Edward senses almost immediately that his rescuer will exact some kind of strange payment. In the Ripley-esque character of Guy, Martin introduces the sense of mounting menace she so enjoyably teased out in novels like Property (2003) and Trespass (2007), and in her collection The Unfinished Novel and Other Stories (2006). As in those books, Martin builds an ominous tension almost Hitchcockian in its trenchant and perverse knowledge about the human animal. In a Martin universe, you know you're going to get hit and you know you can't possibly see from which angle the blow will come, but the novelist makes it dark fun to guess.

In style, Martin's writing is like a great character actor who never calls attention to the flesh and blood behind the performance, whose art seems to require, or at least contain, a special kind of humility or perhaps even a desire to sidestep the limelight. Edward Day might finally bring her the recognition she deserves. Her previous novel, Trespass, which explored a suburban woman's distrust of her son's refugee lover, was a richer book. But Edward Day has its deep pleasures, particularly in the ingenious way Martin probes the sensibility of an artist while using it as a prism through which to tell a tale.

Edward Day possesses a gimlet eye for both the contributions and the eternal follies of his profession. Actors' memoirs, he wickedly notes, are usually divided into two parts – "stirring tales of my youthful artistic suffering followed by charming profiles of all the famous people who admire me." Edward points out that actors are too narcissistic to make good narrators. "Katharine Hepburn got it right," he says, "when she titled her tiresome paean to herself simply Me."
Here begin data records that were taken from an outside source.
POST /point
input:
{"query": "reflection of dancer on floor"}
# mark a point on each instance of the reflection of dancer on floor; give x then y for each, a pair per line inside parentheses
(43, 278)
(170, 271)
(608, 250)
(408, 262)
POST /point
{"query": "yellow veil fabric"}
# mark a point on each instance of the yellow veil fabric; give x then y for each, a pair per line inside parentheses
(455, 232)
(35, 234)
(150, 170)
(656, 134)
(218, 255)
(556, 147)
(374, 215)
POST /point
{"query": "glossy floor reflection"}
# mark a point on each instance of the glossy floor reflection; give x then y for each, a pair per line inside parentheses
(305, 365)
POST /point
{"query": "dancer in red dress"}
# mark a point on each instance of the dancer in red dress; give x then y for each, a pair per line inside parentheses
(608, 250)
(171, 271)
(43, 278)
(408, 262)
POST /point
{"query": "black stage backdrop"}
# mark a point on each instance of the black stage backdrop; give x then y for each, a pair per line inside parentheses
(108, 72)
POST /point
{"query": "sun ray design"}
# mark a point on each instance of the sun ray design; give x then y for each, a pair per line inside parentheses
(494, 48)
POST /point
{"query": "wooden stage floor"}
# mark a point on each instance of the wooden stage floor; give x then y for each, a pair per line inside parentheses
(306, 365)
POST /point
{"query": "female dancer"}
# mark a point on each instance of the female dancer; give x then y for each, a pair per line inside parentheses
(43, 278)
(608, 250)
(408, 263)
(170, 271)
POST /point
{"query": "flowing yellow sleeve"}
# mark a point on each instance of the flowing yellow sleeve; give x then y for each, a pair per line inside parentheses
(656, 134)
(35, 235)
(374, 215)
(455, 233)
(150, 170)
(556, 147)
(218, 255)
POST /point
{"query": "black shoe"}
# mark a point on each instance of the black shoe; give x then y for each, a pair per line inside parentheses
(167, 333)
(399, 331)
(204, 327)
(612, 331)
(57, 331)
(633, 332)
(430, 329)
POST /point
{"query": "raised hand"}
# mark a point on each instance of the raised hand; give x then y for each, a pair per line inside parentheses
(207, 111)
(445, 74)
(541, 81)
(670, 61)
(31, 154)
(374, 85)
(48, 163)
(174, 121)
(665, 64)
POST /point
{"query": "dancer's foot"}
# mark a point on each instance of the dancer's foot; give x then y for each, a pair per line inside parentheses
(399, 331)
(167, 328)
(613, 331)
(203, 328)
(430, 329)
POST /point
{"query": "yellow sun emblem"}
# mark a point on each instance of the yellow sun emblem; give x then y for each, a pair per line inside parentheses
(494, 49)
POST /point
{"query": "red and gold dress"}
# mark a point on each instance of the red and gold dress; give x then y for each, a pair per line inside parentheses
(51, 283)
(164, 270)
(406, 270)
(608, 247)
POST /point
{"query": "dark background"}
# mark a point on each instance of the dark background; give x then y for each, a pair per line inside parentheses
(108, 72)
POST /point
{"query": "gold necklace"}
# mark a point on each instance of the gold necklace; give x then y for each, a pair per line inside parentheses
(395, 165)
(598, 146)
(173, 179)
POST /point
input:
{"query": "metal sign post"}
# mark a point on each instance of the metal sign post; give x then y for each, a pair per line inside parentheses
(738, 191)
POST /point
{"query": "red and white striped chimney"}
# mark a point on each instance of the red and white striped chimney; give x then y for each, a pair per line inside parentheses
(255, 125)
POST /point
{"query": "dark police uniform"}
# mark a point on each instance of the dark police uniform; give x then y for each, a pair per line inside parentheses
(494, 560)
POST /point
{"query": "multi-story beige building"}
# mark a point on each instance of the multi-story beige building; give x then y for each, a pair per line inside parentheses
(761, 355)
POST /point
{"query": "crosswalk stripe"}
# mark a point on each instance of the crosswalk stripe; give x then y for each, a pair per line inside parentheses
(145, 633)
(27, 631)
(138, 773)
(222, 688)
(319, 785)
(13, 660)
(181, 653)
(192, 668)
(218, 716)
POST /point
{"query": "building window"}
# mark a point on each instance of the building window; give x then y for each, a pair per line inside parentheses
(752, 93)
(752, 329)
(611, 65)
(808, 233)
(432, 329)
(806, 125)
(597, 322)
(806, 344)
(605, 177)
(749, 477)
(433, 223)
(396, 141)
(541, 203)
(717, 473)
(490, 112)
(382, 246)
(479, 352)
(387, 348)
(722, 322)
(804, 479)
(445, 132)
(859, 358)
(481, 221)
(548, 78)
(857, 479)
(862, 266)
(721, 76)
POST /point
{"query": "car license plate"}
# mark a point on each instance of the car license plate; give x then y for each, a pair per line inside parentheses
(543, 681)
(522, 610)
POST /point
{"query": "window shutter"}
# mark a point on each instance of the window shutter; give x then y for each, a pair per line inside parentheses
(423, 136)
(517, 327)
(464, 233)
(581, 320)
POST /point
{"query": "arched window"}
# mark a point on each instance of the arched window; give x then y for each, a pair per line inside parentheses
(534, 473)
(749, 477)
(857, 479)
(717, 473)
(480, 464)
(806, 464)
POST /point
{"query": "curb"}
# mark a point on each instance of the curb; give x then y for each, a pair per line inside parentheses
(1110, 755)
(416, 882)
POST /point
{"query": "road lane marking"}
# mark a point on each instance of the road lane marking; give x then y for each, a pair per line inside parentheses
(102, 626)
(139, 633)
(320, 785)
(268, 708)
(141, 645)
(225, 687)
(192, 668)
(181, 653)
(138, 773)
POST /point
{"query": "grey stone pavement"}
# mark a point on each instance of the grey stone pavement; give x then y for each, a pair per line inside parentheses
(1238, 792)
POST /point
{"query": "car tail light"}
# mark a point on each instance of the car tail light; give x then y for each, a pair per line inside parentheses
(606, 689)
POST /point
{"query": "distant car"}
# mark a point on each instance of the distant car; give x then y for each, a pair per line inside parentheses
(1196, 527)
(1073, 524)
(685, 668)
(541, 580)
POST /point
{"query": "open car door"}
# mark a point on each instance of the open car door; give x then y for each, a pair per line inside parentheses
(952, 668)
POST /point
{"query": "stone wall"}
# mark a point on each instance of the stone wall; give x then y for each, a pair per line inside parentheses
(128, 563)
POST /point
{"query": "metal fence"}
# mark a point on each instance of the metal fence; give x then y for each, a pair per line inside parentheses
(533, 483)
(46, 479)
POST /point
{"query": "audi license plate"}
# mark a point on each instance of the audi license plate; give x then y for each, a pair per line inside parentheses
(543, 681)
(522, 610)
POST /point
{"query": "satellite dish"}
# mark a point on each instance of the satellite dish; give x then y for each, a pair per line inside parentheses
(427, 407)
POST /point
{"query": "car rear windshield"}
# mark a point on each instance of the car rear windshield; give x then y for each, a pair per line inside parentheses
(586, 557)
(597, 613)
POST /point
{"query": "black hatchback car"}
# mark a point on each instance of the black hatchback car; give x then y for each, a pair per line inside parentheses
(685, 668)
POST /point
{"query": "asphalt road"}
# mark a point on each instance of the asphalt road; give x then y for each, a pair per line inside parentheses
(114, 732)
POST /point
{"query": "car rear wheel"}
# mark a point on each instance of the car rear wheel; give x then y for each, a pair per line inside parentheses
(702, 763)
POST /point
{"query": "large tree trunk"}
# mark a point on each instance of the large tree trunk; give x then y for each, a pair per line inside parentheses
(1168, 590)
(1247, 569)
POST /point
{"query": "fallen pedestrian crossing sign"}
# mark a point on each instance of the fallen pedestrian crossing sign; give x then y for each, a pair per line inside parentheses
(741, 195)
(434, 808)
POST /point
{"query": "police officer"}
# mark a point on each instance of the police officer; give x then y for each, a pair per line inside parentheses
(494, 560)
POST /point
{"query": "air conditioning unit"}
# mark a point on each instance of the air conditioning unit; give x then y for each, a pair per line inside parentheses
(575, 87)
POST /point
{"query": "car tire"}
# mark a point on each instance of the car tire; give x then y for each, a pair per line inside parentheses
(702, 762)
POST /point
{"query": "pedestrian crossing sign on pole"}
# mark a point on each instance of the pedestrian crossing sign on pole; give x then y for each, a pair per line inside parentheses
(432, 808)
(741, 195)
But Edward also demonstrates that an actor's wisdom can be an awesome thing. He knows that "emotions succeed each other in sequences that are often inappropriate and counterintuitive" and that "this is what polite society was created to conceal". After he is saved from drowning by Guy, Edward realises there is one emotional sequence you will never find – humiliation followed by gratitude: "If politicians could only grasp this simple precept, the world would be a much more peaceful place."